Unas terrazas más arriba, la familia Fernández asa pollo junto a una cruz de cemento. Su padre murió hace treinta años, pero aún ancla su noviembre. “Lo invitamos a comer con nosotros —tamales, galletas, cerveza y su cigarrillo,” dice el hijo mayor, vertiendo una bebida al suelo. El humo, la música, la comida: todo es lenguaje. En este lugar, el duelo no susurra; canta.

Los pequeños gestos importan más: quitar el polvo de una placa con un nombre, colocar una silla junto a la tumba, encender una vela mientras el viento amenaza con apagarla. A su alrededor, miles de otras familias hacen lo mismo. El cementerio vibra con conversaciones superpuestas, risas, oraciones y chismes. Un niño pasa corriendo con un globo; una mujer llora suavemente mientras comienza a sonar un arpa.

La escena puede parecer caótica a los forasteros. Para quienes pertenecen, es orden: el ritmo de la memoria mantenido vivo por el tacto y el ruido.

La política alegre del recuerdo

El cementerio Virgen de Lourdes no es caos. Es coreografía: una que convierte el duelo en comunidad y la exclusión en reivindicación. Durante décadas, los migrantes indígenas y provincianos de Lima fueron tratados como intrusos en la historia de la capital. Pero aquí, en esta ladera, han construido su propio relato de pertenencia.

Permitir “expresiones culturales,” como las llama Huamán, no es solo tolerancia municipal: es justicia. Cuando las familias repintan las tumbas y cantan entre lágrimas, están realizando un acto de resistencia cívica. Están diciendo: “Estamos aquí. Nuestros muertos están aquí. También pertenecemos a esta ciudad.

Existen reglas —no flores naturales, por razones de salud—, pero incluso esa prohibición florece en creatividad.
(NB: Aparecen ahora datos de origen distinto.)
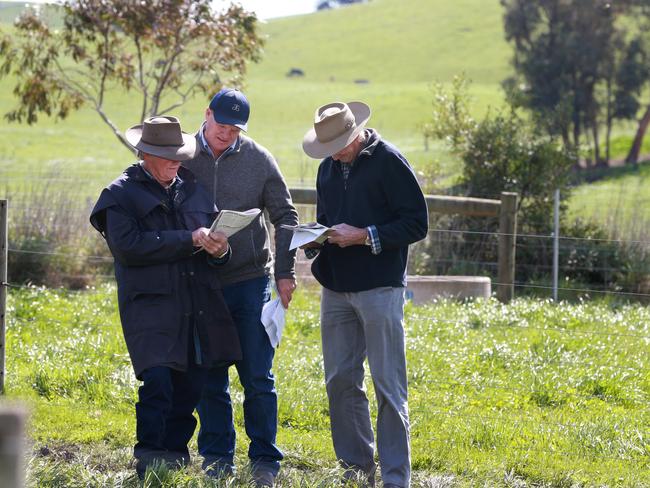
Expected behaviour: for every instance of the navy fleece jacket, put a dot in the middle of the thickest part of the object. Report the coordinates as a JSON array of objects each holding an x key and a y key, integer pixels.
[{"x": 381, "y": 190}]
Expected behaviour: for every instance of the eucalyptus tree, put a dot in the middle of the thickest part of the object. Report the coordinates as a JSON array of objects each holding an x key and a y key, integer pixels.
[
  {"x": 565, "y": 58},
  {"x": 167, "y": 51}
]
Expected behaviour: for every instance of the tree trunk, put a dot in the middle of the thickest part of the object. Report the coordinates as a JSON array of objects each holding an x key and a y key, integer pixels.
[{"x": 633, "y": 155}]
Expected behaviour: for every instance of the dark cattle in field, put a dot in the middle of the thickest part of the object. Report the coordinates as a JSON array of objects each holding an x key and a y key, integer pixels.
[{"x": 294, "y": 72}]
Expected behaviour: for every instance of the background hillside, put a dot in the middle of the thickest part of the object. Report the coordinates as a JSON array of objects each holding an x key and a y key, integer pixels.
[{"x": 399, "y": 47}]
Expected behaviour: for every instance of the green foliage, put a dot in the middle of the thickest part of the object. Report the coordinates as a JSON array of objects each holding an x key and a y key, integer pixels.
[
  {"x": 566, "y": 54},
  {"x": 528, "y": 394},
  {"x": 167, "y": 50},
  {"x": 50, "y": 239}
]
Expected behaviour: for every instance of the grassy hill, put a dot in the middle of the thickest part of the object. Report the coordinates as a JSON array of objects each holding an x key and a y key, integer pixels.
[
  {"x": 379, "y": 42},
  {"x": 399, "y": 47}
]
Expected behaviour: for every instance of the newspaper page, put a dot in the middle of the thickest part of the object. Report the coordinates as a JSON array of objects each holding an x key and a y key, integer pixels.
[
  {"x": 231, "y": 221},
  {"x": 306, "y": 233}
]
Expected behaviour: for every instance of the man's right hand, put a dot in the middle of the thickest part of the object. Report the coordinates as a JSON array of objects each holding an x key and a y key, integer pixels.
[{"x": 198, "y": 234}]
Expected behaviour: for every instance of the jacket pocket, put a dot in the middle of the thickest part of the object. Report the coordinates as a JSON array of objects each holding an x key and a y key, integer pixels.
[{"x": 148, "y": 280}]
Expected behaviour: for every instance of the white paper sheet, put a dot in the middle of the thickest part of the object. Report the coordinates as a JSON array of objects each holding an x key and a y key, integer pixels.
[{"x": 273, "y": 320}]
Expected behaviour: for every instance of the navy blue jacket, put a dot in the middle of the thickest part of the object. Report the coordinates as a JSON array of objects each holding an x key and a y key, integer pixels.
[
  {"x": 381, "y": 190},
  {"x": 170, "y": 300}
]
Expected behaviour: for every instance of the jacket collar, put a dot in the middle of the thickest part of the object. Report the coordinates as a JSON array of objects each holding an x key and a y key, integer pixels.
[
  {"x": 372, "y": 141},
  {"x": 185, "y": 183}
]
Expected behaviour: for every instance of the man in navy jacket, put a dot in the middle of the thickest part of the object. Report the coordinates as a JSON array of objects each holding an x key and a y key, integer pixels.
[{"x": 370, "y": 197}]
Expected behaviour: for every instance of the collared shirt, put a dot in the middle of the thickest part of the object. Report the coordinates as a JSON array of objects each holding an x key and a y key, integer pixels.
[{"x": 373, "y": 235}]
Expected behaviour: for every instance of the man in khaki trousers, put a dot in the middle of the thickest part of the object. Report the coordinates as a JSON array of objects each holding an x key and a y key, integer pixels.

Guirnaldas de plástico resplandecen contra el polvo, una especie de esperanza obstinada. Los vendedores asan carne, las zampoñas suenan sobre los bombos, y una pareja adolescente baila entre las filas de tumbas. Desde lejos puede parecer desorden, pero es unidad hecha visible.

Al anochecer, el aire se vuelve dorado. Los últimos autobuses suben lentamente por las colinas, los cláxones resuenan entre las terrazas. En algún lugar, un arpa se desvanece entre risas. Los vivos y los muertos se vuelven momentáneamente inseparables: una comunión de memoria y ruido.

Cuando el sol se oculta tras el borde gris de Lima, la música se suaviza pero nunca se detiene. Virgen de Lourdes es prueba de que el recuerdo no pertenece a estatuas de mármol ni a oraciones silenciosas: pertenece a las personas que se niegan al silencio.

Aquí, el amor es ruidoso, el duelo está lleno de gente y la memoria es un evento público. Las familias que construyeron los suburbios de la ciudad han construido también su más allá, una melodía, una cerveza y una pincelada a la vez.

En esta ciudad de tumbas, los muertos no descansan solos —descansan acompañados, serenados y nunca olvidados.